Below is an excerpt from the white paper Planning Your BI Program: A Portfolio Management Approach by senior consultant, Kimberly Nevala. In this white paper, Kimberly discusses ways in which your BI Program is, in many ways, very similar to your personal financial portfolio, and how, by applying some of the same principles you apply to your own finances, you can create a sustainable approach to optimize and capitalize on your corporate information. You can download the full paper here.
Portfolio Management and BI
In a very real sense, your BI program is an investment akin to your corporate or personal financial portfolio. It is multifaceted, dynamic, and subject to sometimes unpredictable internal and external pressures. Just like a financial portfolio, BI represents a significant, strategic investment and requires a similar level of discipline relative to its ongoing, deliberate management and control.
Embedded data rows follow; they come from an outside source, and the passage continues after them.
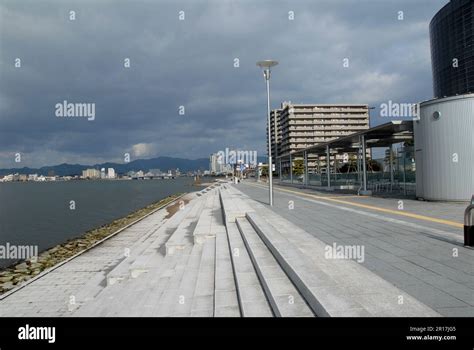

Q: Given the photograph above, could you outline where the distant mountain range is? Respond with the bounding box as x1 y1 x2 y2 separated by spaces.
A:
0 157 266 176
0 157 209 176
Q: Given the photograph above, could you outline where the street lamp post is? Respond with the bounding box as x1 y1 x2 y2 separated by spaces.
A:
257 60 278 206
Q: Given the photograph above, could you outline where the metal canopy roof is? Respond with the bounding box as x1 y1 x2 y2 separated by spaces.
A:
278 120 413 158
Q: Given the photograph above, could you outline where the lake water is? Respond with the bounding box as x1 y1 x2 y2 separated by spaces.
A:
0 177 200 267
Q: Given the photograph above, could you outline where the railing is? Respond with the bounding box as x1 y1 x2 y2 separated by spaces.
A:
464 195 474 247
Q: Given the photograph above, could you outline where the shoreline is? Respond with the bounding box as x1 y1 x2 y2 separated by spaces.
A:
0 193 184 295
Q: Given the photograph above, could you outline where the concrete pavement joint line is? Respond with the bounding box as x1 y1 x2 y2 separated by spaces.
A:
247 183 464 228
248 183 464 245
0 193 188 300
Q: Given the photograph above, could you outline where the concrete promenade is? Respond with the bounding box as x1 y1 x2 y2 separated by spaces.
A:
0 182 474 317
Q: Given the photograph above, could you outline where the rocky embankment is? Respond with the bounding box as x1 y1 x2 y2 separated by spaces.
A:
0 194 179 294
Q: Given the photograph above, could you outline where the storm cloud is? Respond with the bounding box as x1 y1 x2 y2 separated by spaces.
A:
0 0 447 168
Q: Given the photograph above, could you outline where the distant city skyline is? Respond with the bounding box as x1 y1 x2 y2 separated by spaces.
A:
0 0 447 168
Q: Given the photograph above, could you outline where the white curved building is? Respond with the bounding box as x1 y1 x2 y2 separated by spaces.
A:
413 94 474 201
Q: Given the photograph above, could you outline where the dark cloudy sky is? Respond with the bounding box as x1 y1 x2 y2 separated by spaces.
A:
0 0 447 168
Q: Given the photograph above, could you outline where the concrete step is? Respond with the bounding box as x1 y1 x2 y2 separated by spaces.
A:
165 194 209 255
169 244 203 317
237 218 314 317
193 191 225 244
227 222 273 317
247 208 439 317
219 187 253 222
129 197 197 278
107 210 167 285
73 252 180 317
214 220 240 317
191 237 216 317
153 247 195 317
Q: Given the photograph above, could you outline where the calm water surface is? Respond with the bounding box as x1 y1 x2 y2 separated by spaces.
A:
0 178 200 267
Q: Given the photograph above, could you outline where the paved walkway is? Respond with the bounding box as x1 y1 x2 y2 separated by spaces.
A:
236 182 474 317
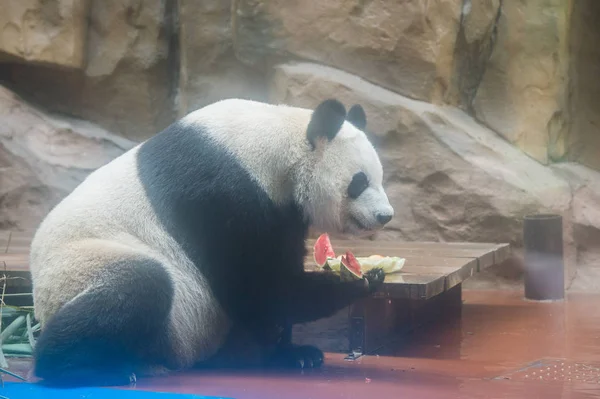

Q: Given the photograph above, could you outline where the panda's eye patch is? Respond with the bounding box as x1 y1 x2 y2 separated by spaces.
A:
348 172 369 199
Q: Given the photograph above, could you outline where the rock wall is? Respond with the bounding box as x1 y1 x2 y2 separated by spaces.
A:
0 0 600 290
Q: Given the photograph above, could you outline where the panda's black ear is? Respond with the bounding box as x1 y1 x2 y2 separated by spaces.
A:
346 104 367 130
306 99 346 149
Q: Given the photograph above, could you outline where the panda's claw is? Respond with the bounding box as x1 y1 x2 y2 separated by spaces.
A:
364 267 385 292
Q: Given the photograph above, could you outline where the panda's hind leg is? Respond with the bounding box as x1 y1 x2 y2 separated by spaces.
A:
34 257 174 386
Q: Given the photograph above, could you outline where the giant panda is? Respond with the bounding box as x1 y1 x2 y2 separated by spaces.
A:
30 99 394 386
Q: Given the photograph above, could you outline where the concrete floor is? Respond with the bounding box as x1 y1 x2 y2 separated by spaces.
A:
4 291 600 399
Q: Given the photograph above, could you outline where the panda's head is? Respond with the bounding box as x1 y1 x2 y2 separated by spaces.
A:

Figure 1: Balancing BI Investments
As seen in Figure 1, taking a portfolio management approach to BI implies we must continuously:
- Understand business strategies and objectives
- Monitor internal business performance, as well as external industry and economic trends
- Identify business opportunities and needs
- Balance opportunities against available capital, enterprise resources and risk/reward ratios (aka ROI)
- Deploy appropriate business intelligence capabilities to confirm and/or capitalize upon selected opportunities
In the investment parlance, portfolio management can be active or passive. Immature BI programs tend to focus on passive—or reactive—capabilities. They are focused on basic reporting about events that have occurred and simple analytic extrapolations. They are usually based on ad hoc requests and lack of user prowess with toolsets. Mature BI programs include (pro)active capabilities such as forecasting, predictive analysis and data mining. In addition, these capabilities—or outputs thereof—are integrated into the business’s decision-making and management processes.